GET /*/_alias/my_index

查index的alias：

GET /my_index_v1/_alias/*

删除一个索引的alias的同时将alias指定为另一个索引：

POST /_aliases
{
    "actions": [
        { "remove": { "index": "my_index_v5", "alias": "my_index" }},
        { "add":    { "index": "my_index_v6", "alias": "my_index" }}
    ]
}

以上操作对于上层应用来说是原子操作。

reindex

reindex可以把数据从一个index索引到另一个index。这里之所以不说“复制到另一个index”，因为在索引过程中可以对数据做任意的修改，所以功能强大到超出了“复制”的范畴。
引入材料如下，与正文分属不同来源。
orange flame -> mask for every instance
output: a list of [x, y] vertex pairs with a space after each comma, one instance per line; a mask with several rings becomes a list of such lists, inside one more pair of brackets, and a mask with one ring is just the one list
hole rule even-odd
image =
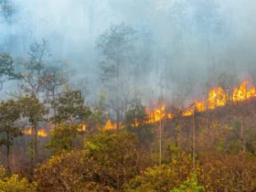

https://www.elastic.co/guide/en/elasticsearch/reference/current/docs-reindex.html

异步

reindex只需要指定source和dest就行了。但是因为reindex的时间一般都比较长，直接使用kibana发送同步请求会timeout。所以建议异步，设置wait_for_completion=false：

POST _reindex?wait_for_completion=false
{
  "source": {
    "index": "index_a"
  },
  "dest": {
    "index": "index_b"
  }
}

异步reindex会返回taskid，可以用id进行query，查询任务进度：

GET /_tasks/Ap6U5o-lS1afaThsBIoGpg:7030680

query结果会显示当前任务的状态：

{
  "completed" : false,
  "task" : {
    "node" : "Ap6U5o-lS1afaThsBIoGpg",
    "id" : 7030680,
    "type" : "transport",
    "action" : "indices:data/write/reindex",
    "status" : {
      "total" : 419521,
      "updated" : 0,
      "created" : 62000,
      "deleted" : 0,
      "batches" : 63,
      "version_conflicts" : 0,
      "noops" : 0,
      "retries" : {
        "bulk" : 0,
        "search" : 0
      },
      "throttled_millis" : 0,
      "requests_per_second" : -1.0,
      "throttled_until_millis" : 0
    },
    "description" : "reindex from [index_a] to [index_b][_doc]",
    "start_time_in_millis" : 1638168002678,
    "running_time_in_nanos" : 96594813496,
    "cancellable" : true,
    "headers" : { }
  }
}

完成后的查询结果，除了修改状态，还增加了统计结果：

{
  "completed" : true,
  "task" : {
    "node" : "Ap6U5o-lS1afaThsBIoGpg",
    "id" : 7030680,
    "type" : "transport",
    "action" : "indices:data/write/reindex",
    "status" : {
      "total" : 419521,
      "updated" : 0,
      "created" : 419521,
      "deleted" : 0,
      "batches" : 420,
      "version_conflicts" : 0,
      "noops" : 0,
      "retries" : {
        "bulk" : 0,
        "search" : 0
      },
      "throttled_millis" : 0,
      "requests_per_second" : -1.0,
      "throttled_until_millis" : 0
    },
    "description" : "reindex from [index_a] to [index_b][_doc]",
    "start_time_in_millis" : 1638168002678,
    "running_time_in_nanos" : 510702240804,
    "cancellable" : true,
    "headers" : { }
  },
  "response" : {
    "took" : 510671,
    "timed_out" : false,
    "total" : 419521,
    "updated" : 0,
    "created" : 419521,
    "deleted" : 0,
    "batches" : 420,
    "version_conflicts" : 0,
    "noops" : 0,
    "retries" : {
      "bulk" : 0,
      "search" : 0
    },
    "throttled" : "0s",
    "throttled_millis" : 0,
    "requests_per_second" : -1.0,
    "throttled_until" : "0s",
    "throttled_until_millis" : 0,
    "failures" : [ ]
  }
}

如果没记住当前异步任务返回的id也没关系，可以使用task api直接搜所有的reindex任务：

GET _tasks?actions=*reindex&detailed

remote reindex

远程索引和直接reindex没有本质的区别，只不过前者在集群间reindex，后者在单节点内操作。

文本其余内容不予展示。